Perpetual Rewiring

Organizing Power Strips

Does the order you plug in three cables a couple inches apart matter? Only when you need to unplug them. You will need to unplug one of them.

Let's talk about basic organization.

First, as always, inventory. How many things you need to plug in, of what types, and how many outlets you have. If more is going in than there are outlets, you need another power strip or should swap out a charger for one with more ports. For now, determine what's going in this power strip. That might be based on need, organization, power capacity, or location.1

Once you've determined what's going to get plugged in here, then you determine which outlet.

Hard constraints first.

If there's a really short cable with zero slack, put it in the closest outlet. If there's a large plug/block which obstructs other ports, move it to the end so it blocks less. Some strips come with an outlet set away from the other ones for this specific purpose. Use it.

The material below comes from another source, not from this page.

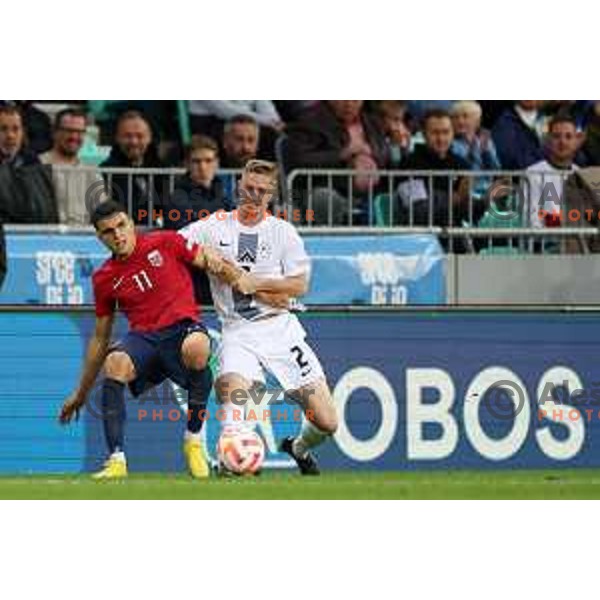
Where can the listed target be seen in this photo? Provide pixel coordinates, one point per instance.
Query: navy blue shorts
(156, 355)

There's often some wiggle room to rotate or move the power strip itself; don't forget to play with that too.

When the hard constraints are done, we can do the quality-of-life things. Broadly speaking, there's two kinds of things you plug in. Things which may be unplugged and things which will not be unless you redo the whole strip.

Clump all the things which will not be unplugged together. It's okay if they get tangled together because you aren't going to be unplugging them. If there's nothing you think you'll unplug frequently, consider what you would unplug if you desperately needed an outlet. Maybe you don't have a reason to unplug a lamp, but you also wouldn't mind temporarily unplugging it to make room for a friend's laptop charger.

Put that on the end so it's easy to reach. Ideally keep the things you might unplug on the more accessible side of the power strip, if there is one. That correlates with the location of any USB ports on the strip.2

The goal is a nice grab-and-go experience for unplugging that doesn't involve faffing with the permanent cables and disrupting the setup.

Get the setup right once, and you'll never have to think about it again.

- Rew

Nightly Notes

I did wonder if this is so profoundly obvious there's no point in writing about it, and then I saw my friends digging out a laptop charger out of the tangle in the center of a power strip for the nth time.

Five seconds to think out about it once can save so much minor annoyance.

I'm trying to record my actual decision making model when redoing a power strip. I'm just in the process of realizing that my intuitive process is much more long winded than I realized.

- Rew


  1. I've literally never run into a situation in daily life where power capacity mattered outside of a poorly wired kitchen, but it is possible. You may have more complex needs than I do, so this is a gentle reminder to check your work if it seems iffy. 

  2. By the way, the USB ports often have weirdly bad power draw. You may want to check the specs or test them before ditching the charging bricks.